June 24, 2007 -- A WOMAN IN CHARGE: THE LIFE OF HILLARY RODHAM CLINTON
BY CARL BERNSTEIN
KNOPF, 640 PAGES, $27.95
CARL Bernstein's "A Woman in Charge" begs a basic question: Does a market-saturation point exist for Hillary Clinton anecdotes seeking to prove the irrelevant claim that she is ambitious and calculating, two traits that go with politics like peanut butter with jelly?
Anyone who has spent three seconds in Washington - a hotbed of narcissistic overachievers - can recognize the bizarre double standard to which Clinton is constantly held. But like many previous efforts to analyze the former first lady, U.S. senator and presidential candidate, Bernstein's book rehashes the standard litany of Hillary-bashing complaints: She's calculating; she's ambitious; she's arrogant. (Never mind that the people making the accusations - politicians, reporters and political operatives - possess those characteristics in spades.)

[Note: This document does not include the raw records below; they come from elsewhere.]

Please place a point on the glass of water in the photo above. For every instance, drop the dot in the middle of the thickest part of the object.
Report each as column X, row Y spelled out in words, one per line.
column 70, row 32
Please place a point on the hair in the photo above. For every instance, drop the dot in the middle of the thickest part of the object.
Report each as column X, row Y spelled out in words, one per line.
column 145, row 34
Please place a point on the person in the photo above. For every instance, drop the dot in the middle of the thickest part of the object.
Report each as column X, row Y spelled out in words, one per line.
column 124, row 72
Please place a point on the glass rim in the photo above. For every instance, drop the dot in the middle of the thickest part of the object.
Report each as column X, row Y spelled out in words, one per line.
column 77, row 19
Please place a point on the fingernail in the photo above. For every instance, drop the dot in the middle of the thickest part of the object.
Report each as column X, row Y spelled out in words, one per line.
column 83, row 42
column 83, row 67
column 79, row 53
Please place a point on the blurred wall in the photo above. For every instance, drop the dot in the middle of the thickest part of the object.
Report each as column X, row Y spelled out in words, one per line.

Many people may forget that the Clintons and their staff were once outsiders. Bernstein, a legendary Washington observer, aptly captures Mrs. Clinton's sense of destiny bumping up against the mob of self-important swells and press corps that enforces Washington's rituals with the zeal of fraternity hazers.
He details Mrs. Clinton's disdain for an inbred Capitol culture she believed harmed the country and the price paid by the young Clinton administration for her refusal to stroke Washington's fragile egos. While her supporters regarded this as evidence of her idealistic commitment to fixing the country's problems, her detractors found it damning proof of her arrogance and "messianic" sense of purpose.